= Torres Strait English =

Dialect spoken in Australia

Torres Strait English (called by its speakers T.I. English) is a dialect of the English language spoken by the people of various backgrounds (indigenous Torres Strait Islanders, Malay, Filipino, European, Japanese, etc.) born and raised on Thursday Island and neighbouring islands in Torres Strait, North Queensland, Australia. It is distinct from Torres Strait Creole, though most locals speak both the creole and English. Quite a few locals are also speakers of General Australian English.

Its main phonological characteristic is the retention of English /[iː]/ and /[uː]/ where Australian English has /[əi]/ and /[əu]/ (for example, wheel /[ˈwiːl]/ rather than /[ˈwəil]/, fool /[ˈfuːl]/ rather than /[ˈfəul]/), while where grammar and the like are concerned, Torres Strait English shows a certain amount of post-Creole characteristics, such as the phrase You for [adjective] (e.g. You for style!) for the English You look/are really [adjective] (You are a real show-off!, alt. You are real cool!), and the almost mandatory use of second personal pronouns in the imperative. Other characteristics of T.I. English follow general non-standard dialects of English such as the use of done for did, run for ran, come for came (i.e. a four-way verb system of present-past-infinitive—ing-form for all verbs), and oncet for once. This is a non-rhotic accent, like Australian and New Zealand dialects.

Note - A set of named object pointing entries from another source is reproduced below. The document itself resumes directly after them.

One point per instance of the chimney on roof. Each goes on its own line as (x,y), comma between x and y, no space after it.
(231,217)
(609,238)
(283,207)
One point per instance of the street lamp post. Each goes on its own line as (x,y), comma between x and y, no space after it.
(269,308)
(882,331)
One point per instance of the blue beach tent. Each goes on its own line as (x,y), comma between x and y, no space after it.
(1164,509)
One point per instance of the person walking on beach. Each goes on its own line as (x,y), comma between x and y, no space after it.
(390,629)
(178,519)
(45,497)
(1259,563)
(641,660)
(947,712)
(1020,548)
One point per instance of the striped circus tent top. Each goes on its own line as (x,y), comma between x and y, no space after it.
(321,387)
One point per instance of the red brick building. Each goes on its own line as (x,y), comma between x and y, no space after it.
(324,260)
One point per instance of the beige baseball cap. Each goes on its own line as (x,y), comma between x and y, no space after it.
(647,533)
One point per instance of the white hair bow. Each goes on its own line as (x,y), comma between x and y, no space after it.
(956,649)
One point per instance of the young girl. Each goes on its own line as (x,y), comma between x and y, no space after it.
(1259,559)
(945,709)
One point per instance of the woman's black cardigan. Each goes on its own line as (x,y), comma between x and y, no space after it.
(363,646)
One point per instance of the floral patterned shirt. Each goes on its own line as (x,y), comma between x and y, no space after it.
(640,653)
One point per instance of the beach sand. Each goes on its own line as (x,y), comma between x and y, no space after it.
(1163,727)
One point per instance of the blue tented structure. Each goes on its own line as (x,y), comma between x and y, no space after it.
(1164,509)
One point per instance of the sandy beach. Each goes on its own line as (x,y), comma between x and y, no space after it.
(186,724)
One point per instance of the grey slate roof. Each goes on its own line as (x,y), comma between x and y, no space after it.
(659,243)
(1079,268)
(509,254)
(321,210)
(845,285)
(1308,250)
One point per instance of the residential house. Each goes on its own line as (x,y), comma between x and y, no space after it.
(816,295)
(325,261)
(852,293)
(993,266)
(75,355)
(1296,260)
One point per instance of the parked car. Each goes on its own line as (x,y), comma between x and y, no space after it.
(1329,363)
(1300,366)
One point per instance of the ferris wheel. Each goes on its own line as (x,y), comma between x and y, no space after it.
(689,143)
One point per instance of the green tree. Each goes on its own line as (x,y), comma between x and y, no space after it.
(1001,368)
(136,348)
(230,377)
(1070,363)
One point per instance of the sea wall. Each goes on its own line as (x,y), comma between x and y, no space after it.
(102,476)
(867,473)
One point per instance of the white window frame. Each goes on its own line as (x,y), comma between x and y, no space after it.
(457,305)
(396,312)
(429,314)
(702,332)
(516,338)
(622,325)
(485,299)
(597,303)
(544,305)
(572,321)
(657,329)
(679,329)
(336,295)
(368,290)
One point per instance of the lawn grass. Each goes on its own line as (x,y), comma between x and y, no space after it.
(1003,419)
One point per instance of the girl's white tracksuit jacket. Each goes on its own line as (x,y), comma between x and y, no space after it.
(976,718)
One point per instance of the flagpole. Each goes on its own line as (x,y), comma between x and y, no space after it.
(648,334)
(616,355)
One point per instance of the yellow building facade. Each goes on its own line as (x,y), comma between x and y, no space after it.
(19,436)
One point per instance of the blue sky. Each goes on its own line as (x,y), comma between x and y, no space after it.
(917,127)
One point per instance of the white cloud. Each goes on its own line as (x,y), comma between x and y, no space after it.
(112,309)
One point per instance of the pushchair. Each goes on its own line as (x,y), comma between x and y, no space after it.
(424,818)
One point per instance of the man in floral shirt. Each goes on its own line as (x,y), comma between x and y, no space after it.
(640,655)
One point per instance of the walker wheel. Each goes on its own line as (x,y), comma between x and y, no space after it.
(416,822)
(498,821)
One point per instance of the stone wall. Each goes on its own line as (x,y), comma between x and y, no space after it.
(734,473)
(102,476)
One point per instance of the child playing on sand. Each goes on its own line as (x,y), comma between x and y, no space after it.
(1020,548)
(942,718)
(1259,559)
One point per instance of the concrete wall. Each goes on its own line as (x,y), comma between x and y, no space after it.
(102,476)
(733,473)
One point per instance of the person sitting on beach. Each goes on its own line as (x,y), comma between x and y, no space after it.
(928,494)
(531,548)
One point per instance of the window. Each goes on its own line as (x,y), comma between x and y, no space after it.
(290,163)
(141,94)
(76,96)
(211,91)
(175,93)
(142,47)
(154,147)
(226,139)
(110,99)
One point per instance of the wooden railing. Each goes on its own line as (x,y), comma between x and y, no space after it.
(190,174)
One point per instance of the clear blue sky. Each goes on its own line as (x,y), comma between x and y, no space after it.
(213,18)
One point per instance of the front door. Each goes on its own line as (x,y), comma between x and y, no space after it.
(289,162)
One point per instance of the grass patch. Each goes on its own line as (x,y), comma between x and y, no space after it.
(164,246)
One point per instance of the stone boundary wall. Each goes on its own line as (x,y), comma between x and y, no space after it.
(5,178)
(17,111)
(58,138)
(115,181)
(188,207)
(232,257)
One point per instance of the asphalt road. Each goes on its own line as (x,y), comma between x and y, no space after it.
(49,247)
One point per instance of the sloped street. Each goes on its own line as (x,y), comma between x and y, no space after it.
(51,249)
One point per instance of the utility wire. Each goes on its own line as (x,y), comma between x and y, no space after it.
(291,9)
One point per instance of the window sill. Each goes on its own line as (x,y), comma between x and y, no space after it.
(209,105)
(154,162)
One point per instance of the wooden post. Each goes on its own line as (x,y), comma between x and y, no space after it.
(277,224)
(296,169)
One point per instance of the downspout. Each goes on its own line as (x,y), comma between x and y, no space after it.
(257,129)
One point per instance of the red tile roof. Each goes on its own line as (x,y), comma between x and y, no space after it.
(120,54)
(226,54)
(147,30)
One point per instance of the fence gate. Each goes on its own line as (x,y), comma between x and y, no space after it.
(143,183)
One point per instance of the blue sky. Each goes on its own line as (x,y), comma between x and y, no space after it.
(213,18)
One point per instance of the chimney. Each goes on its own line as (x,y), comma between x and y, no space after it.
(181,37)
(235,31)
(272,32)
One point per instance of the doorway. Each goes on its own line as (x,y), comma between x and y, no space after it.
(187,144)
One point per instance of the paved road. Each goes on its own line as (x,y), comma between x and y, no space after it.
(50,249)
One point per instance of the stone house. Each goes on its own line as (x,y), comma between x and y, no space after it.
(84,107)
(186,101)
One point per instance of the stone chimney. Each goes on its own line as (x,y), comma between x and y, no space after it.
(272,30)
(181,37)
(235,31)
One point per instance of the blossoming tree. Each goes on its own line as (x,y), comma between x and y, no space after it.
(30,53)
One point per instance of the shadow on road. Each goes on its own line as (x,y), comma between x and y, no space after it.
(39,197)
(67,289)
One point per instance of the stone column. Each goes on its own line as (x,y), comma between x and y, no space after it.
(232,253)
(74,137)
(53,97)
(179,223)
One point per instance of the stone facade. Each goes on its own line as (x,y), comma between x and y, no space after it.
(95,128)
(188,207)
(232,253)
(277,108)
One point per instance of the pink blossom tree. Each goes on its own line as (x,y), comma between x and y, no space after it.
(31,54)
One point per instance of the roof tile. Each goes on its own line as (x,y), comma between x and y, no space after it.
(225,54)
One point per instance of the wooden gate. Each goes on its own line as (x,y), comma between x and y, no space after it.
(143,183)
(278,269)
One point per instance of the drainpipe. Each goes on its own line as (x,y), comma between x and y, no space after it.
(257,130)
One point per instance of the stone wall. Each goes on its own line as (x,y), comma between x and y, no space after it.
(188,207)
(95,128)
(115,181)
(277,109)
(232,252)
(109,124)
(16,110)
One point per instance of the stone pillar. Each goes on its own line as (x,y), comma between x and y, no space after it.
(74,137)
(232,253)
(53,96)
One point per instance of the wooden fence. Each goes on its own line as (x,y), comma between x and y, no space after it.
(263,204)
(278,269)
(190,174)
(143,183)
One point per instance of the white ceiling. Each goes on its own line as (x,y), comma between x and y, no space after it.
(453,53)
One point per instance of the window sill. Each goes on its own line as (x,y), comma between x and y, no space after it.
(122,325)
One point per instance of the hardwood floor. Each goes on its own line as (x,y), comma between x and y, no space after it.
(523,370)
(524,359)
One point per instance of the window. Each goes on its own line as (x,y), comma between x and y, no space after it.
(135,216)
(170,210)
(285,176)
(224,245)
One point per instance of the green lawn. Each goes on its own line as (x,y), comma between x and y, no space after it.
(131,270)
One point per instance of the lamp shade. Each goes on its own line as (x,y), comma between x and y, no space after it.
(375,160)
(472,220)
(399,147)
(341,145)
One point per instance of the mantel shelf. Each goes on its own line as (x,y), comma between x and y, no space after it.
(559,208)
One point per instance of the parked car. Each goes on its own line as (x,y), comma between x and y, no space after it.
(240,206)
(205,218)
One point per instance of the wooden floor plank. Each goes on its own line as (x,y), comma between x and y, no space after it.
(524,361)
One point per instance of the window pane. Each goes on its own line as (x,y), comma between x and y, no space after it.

T.I. English is not a post-creole form, but rather an independent development from the English of the early European settlers, most of whom were from various parts of the world. Relatively few were native-born White Australians. The input dialects were British of various types including Irish, Jamaican and others. Substratum languages include Malay, Japanese, Chinese, Jamaican Creole, Samoan, Brokan and so on.